Before we left for the program, each student was supposed to get a list of 14 general policy topics pertaining to the American national politics. We were supposed to number these in order of how interested we were in each. However, seeing as I turned mine in only three days before the program began, I ended up with my 13 choice, "The Global Food Shortage." We found out our topics on the second day and were assigned 4 partners to work with. In our groups we were told to pick a very specific issue related to our field and think up a solution. After this we were to write up an 8-12 page paper explaining how, and why, the United States should implement our policy. This document would go to a panel of distinguished professors and experts in our field. Apparently, this group is commonly called the "Murder Board," because their questions are characteristically somewhat hostile. These individuals read and critique our paper carefully. Later, we give them a briefing on the subject using a short PowerPoint presentation. The Murder Board would ask us questions throughout the presentation as they saw fit.
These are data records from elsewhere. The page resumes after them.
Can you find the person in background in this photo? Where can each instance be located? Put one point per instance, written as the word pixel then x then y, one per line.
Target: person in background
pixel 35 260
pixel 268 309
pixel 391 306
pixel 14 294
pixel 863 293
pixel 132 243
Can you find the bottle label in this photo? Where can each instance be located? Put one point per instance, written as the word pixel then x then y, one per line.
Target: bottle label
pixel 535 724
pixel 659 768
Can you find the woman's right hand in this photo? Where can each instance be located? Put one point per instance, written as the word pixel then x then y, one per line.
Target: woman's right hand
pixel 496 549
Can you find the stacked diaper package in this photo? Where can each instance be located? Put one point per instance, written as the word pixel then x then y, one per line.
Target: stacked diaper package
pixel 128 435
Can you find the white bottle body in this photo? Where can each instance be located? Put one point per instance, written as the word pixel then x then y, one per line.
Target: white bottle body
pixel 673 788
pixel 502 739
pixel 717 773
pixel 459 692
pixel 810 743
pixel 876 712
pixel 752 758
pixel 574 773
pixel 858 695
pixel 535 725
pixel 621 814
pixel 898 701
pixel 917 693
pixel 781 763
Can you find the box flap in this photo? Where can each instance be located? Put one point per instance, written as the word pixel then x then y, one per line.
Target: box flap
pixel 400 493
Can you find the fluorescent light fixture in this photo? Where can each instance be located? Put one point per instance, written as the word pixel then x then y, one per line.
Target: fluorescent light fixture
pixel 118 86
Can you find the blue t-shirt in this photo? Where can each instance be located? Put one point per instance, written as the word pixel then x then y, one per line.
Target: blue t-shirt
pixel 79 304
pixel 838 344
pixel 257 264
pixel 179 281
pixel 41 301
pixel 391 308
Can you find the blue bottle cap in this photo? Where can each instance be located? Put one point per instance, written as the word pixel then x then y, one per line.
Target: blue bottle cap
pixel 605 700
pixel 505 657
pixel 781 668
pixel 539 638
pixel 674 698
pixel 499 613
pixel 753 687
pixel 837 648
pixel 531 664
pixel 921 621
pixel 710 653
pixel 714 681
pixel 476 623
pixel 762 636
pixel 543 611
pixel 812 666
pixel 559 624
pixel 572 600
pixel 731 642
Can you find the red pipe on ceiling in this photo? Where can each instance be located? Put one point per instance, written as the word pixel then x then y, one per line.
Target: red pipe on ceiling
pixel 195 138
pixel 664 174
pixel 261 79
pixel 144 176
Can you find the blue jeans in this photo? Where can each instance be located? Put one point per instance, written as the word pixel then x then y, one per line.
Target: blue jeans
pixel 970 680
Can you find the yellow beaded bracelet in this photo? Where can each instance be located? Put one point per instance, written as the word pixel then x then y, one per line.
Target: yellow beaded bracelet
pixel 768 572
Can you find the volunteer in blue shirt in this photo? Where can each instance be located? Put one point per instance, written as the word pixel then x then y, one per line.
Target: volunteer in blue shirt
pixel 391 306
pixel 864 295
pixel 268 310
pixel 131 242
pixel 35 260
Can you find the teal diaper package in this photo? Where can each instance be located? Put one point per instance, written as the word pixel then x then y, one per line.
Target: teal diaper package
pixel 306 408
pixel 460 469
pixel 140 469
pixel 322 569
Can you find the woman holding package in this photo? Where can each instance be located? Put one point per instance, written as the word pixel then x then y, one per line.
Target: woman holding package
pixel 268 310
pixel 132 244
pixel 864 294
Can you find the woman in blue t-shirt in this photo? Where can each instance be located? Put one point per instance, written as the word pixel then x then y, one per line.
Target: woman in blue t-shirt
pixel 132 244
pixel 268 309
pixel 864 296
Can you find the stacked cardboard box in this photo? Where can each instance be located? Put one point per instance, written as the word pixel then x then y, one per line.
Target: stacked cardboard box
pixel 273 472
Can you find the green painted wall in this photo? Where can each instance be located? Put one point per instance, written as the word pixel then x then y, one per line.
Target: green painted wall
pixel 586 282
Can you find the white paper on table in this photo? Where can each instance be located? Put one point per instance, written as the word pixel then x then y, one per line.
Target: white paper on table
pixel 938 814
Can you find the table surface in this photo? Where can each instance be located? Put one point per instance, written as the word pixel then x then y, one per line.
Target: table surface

This project is not as easy as it sounds. Many things can go wrong. Two days ago my group chose the to save the starving peoples of India. As of now, India is experiencing a massive drought due to its delayed monsoon season. After 50 cited and annotated resources were drawn, we felt confident that the best course of action was to give India money to invest in wheat and rice that is genetically modified to be drought resistant. This would increase food production and decrease food costs, which are chronically high at this point. Like everyone else we've spent mega hours of "free time" researching everything we could ever need to know about the different aspects of this policy and figuring out how we are going to apply them to India. We all agreed that we were working at a solid pace and would be able to give a good case to the Murder Board as to why they should accept this plan which we knew had some potential. However, our policy was apparently a bit too good. In fact, not only did it have potential, it had all the requirements to become official American foreign policy. Hours ago Secretary of State Hillary Clinton announced that upon her return from India the United States will take on a policy to "Strengthen {India's} agricultural yield and improve water/soil resources by supporting research on biotechnology an high-yielding crop varieties including wheat which is resistant to stem rust and rice which is resistant to drought and salinity." In other words the United States, as of today, are enacting the exact same policy that my Marshall Brief group came up with! While I am somewhat amused by this turn of events, I am also somewhat disgruntled that I am quite late right now trying to find a new topic because we have to go back to the drawing board! The briefings are required to be original and not coincide with the status quo of American policy. However, now our entire briefing is in obvious violation of this rule. The report is due on friday at 11:59pm and all I can say at this point is, "Anyone got any bright ideas?"

As always, thanks for reading!

1 comment:

  1. Matt,

    You want a good idea on how to solve the global food shortage? Come up with a plan to bring a few decent barbecue joints into our area and my little piece of the world will no longer have a food shortage.

    I know it’s short notice but if you want I can run some ideas by Hillary to make sure they’re not already on her current list of solutions to the world’s ails. Somewhere I have her direct number. I’m sure I got it when she and Bill kept sending me all of those requests for money over the past 17 years. I’m sure there’s a phone number in there somewhere.

    Although your/Hillary’s ideas about genetically altered grains is admirable, I know that India has been hesitant in the past to accept genetically altered foods. Just as here in the US we have people who refuse to eat anything the believe to be not naturally grown, a lot of third world inhabitants feel the same—even if it means seeing their families starve.